第九楽章
今ウィルが所属しているのは、大陸接続者教育研究機構――――通称“中継地点”――――という、名前の通り接続者に関する全てのことを一手に引き受けている、王家直轄の組織である。ワサトの少し外れの方にその建物はあり、私たちが思い浮かべる一般的な大学以上の規模の敷地や設備を持っている。
敷地内は目的別に、接続者の育成に関する教育棟、研究に関する研究棟、膨大な数の資料を所蔵する資料棟、所属者の生活のための居住棟の四つに分かれていて、それぞれの役割をこなしているのだ。
そして今ウィルとフォルツァンド、エンフィの三人は、資料棟の中にいた。
「うわぁ……すごい……」
首が痛くなるほど上を見上げても、一番上まで見えないほどに巨大な部屋。いくつかの階層に分かれ、どの階にもほとんど隙間がないくらいに本棚が置かれている。もちろん棚の中には数々の資料が詰め込まれ、抜き出すことができるのか心配になるくらいであった。
「ここの大資料庫が一番蔵書量が多いんだ。棚の間で迷うやつもいるから、気をつけろよ?」
「は、はい……」
その大きさと多さにすっかり圧倒されてしまっていたウィルだが、エンフィの言葉に慌てて彼のすぐ後ろまで距離を詰める。一方のエンフィはよどみない足取りで林立する本棚の間を抜けてゆく。しばらくして、ようやく彼の足が止まった。そして一冊の本に手を伸ばす。
それは妙に分厚く、巨大な本だった。間違っても、普通の本と同様に手に持って読もう、などと考えられるものではない。
背表紙に書かれているのは「媒体とそれに内在する精霊に関する資料」という文字。エンフィはそれを小脇に抱えると、近くにあった机へと向かった。
「さて、と。ここでいいな。フィアールカ、そっちに座ってくれ」
ウィルが指示通り対面に座ると、一つうなずいて話し出した。
「じゃあ今日は最初ってことで、まずは力の『属性』についてだ」
「『属性』……?」
精霊は現世界の全てのものに宿り、個々に特殊な力を持っている。そのため、それぞれの接続者が使う力も様々だ。しかしそれらは、大まかに攻撃、防御、補助の三つに分けることができる。
攻撃属性に分類されるのは、“接続者自身が戦うことができる力”。分類されたほとんどを武器を使う接続者が占める。
防御属性には、“戦うすべは持たないが、他からの攻撃を軽減、もしくは無効化できる力”が分類される。ここに入るのも基本的には同じで、盾や防具を使う者が多い。
そして、その二つに当てはまらない者全てが補助属性に分類される。
「補助の中にもいろんな力があるけど、余りにもばらばらで分類しきれないんだよな。……まあ、それはいいとして、本題はここからだ。――――自分が何の属性か、今の説明から分かるか?」
聞かれて、ウィルは少し考えを巡らせる。
持っている媒体は楽譜。そしてフォルツァンドは強さの精霊である。
「えっと……補助属性……あれ? でもフォルツァンド、魅縺と戦えるよね?」
「んあ? ああ、あれは特別。基本的には補助属性だぜ」
基準となるのは“接続者自身が”戦う手段を持つか持たないか。その点から判断すると、ウィルは補助属性となる。

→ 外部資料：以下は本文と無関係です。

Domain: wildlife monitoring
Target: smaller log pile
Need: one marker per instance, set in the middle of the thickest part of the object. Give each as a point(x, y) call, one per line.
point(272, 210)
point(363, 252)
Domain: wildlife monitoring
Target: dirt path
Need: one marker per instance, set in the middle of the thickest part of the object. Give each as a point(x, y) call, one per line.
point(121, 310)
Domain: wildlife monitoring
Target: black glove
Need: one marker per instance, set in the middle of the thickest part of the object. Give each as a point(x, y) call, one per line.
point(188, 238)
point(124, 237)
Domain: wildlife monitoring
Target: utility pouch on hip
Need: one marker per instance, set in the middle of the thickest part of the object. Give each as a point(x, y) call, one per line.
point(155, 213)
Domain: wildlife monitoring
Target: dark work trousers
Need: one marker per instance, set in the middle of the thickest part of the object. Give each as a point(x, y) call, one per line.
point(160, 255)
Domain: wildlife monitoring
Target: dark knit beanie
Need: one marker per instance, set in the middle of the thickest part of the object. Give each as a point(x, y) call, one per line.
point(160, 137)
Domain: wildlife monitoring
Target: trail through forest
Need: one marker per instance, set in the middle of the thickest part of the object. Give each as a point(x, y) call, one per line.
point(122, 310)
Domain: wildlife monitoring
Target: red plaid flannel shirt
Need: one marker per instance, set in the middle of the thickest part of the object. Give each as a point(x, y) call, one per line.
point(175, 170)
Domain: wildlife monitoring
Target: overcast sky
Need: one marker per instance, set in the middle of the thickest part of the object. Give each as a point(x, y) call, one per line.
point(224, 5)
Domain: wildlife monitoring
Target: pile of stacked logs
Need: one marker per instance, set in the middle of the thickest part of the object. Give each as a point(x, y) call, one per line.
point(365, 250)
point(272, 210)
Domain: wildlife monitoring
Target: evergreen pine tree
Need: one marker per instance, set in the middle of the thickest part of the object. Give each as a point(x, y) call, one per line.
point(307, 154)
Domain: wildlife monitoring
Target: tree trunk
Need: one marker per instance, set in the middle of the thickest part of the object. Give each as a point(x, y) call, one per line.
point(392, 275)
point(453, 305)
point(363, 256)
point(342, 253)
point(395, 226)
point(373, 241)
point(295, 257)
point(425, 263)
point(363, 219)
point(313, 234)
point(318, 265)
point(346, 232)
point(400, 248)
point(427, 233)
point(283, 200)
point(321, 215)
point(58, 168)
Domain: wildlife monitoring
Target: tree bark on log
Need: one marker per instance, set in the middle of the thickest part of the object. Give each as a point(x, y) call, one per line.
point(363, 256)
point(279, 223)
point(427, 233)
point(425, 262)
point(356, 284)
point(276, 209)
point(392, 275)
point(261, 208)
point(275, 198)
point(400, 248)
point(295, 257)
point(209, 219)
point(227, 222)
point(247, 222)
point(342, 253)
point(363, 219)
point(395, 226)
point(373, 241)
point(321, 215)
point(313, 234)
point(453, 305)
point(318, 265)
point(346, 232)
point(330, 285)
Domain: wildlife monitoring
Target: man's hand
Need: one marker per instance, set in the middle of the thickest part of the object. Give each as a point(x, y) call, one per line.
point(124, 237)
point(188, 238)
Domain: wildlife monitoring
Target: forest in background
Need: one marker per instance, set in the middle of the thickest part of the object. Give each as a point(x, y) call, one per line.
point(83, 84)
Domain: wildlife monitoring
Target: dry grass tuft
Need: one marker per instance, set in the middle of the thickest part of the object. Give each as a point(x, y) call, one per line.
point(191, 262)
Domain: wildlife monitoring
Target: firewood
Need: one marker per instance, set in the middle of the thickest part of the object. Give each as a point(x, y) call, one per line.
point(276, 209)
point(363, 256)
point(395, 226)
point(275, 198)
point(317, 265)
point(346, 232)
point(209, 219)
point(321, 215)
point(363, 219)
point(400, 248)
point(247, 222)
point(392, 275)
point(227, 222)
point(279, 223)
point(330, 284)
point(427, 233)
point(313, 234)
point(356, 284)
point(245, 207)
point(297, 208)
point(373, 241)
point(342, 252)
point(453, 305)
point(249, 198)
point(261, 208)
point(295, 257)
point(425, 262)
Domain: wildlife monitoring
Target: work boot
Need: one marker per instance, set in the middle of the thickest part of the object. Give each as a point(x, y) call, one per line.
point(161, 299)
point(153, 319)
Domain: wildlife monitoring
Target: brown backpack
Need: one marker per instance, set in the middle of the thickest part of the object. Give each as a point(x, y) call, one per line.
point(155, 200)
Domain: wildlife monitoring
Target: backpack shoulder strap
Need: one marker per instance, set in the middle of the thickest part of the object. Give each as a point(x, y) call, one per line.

エンフィはウィルに正解、と告げると笑いながら付け足した。
「最近は補助の中でも細かく区分けすることもあるらしいけど、今はまだそこまで覚えなくていいぜ。……ちなみに俺は攻撃属性で、さっき会ったリエンは補助属性な」
「エンフィさんの媒体って、“小刀”でしたよね?」
「そ。一応、投擲用な。投げるやつ」
ふと、以前エンフィの精霊と会った時のことが浮かんできて、思い出し笑いをしてしまう。そのままちょっと横を見ると、フォルツァンドがげっそりとした表情をしていた。ウィルの様子とフォルツァンドとを交互に見たエンフィも、何やら合点が言ったように苦笑いを浮かべた。
「あー、今日はファッカを呼んでねーから、安心しろよ」
「……頼むから、名前も言わないでくれ……」
ファッカ、というのはエンフィの精霊の名前である。
フォルツァンドの疲れ切った様子に、エンフィは一度「悪かったな」と謝って、話を再開した。